Dysplasia is the earliest known precursor lesion of the esophageal mucosa and the first step in the progression leading to EC [7]. Dysplasia is a proliferation of disordered cells in the epithelium due to genetic alterations, with a predisposition to invasion and metastasis [8]. The primary histological variants of esophageal cancer are squamous cell carcinoma (SCC) and adenocarcinoma. SCC originates in the squamous epithelium, located in the mid and upper esophagus, and is prevalent in Asia and Africa, whereas ADC arises from the glandular epithelium in the lower esophagus, frequently linked to Barrett’s esophagus, and is more common in Western countries. Their separation is primarily due to distinct cellular backgrounds, varying case frequencies across populations, endoscopic appearances, and specific genetic factors, necessitating tailored screening and treatment strategies for each type. Tobacco use and excessive alcohol consumption are the primary contributors to SCC, and they synergistically increase the susceptibility of squamous mucosa to malignancy. Adenocarcinoma is more prevalent in individuals with obesity and metabolic syndrome, potentially resulting in frequent gastroesophageal reflux disease (GERD) and subsequently leading to Barrett’s esophagus. A diminished consumption of fresh fruits and vegetables, coupled with a heightened intake of nitrosamine-laden foods, may contribute to an elevated risk of esophageal cancer, particularly SCC, in regions where esophageal cancer is prevalent. The individual’s location of residence and financial status influences the likelihood of them having different subtypes: individuals in low-resource areas are more susceptible to SCC due to inadequate nutrition and prevalent alcohol/tobacco consumption, whereas an increasing number of individuals in Western countries are developing adenocarcinoma as obesity and GERD become more prevalent. SCC is the predominant histological variant, constituting 80% of EC cases globally. SCC is defined as a malignant epithelial tumor characterized by squamous differentiation, rather than necessarily originating from the squamous epithelium. Advanced SCC is characterized by a protruding mass or an ulcerated lesion that appears depressed. SCC poses diagnostic challenges due to its frequently nonspecific macroscopic features or color variations; it typically presents as an irregular mucosal surface, enveloped in a thin white coating or exhibiting a reddish tint [9].
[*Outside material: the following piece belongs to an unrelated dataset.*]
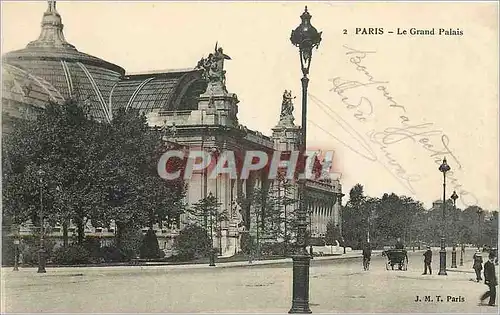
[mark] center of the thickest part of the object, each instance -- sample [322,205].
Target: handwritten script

Recent advancements in machine learning have significantly propelled EC diagnostic methodologies. Tang et al. pioneered a deep learning framework leveraging esophageal wall thickness measurements from non-contrast chest CT scans, demonstrating sensitivity and accuracy ranges of 75–81% and 75–77%, respectively [10]. While CT-based approaches provide anatomical insights, their clinical utility is constrained by ionizing radiation exposure and suboptimal soft tissue differentiation compared to white-light imaging (WLI). Addressing endoscopic automation challenges, Liu et al. implemented a dual-modal deep learning architecture integrating depth sensing and RGB data, achieving remarkable performance metrics, a 97.54% early EC detection rate and a 74.43% mean Dice coefficient for lesion segmentation [11]. Nakagawa et al. further advanced depth-specific diagnostics through an AI system capable of distinguishing SM1 from SM2/3 submucosal invasions, with 91.0% accuracy, 90.1% sensitivity, and 95.8% specificity [12]. Complementing these efforts, Smith et al. validated a multispectral endoscopic scattering technique, attaining 96% sensitivity and 97% specificity for high-grade dysplasia detection, exceeding American Society for Gastrointestinal Endoscopy (ASGE) benchmarks [13]. Despite these innovations, conventional RGB and multispectral imaging remain fundamentally limited by sparse spectral sampling and discontinuous wavelength coverage at the individual pixel level.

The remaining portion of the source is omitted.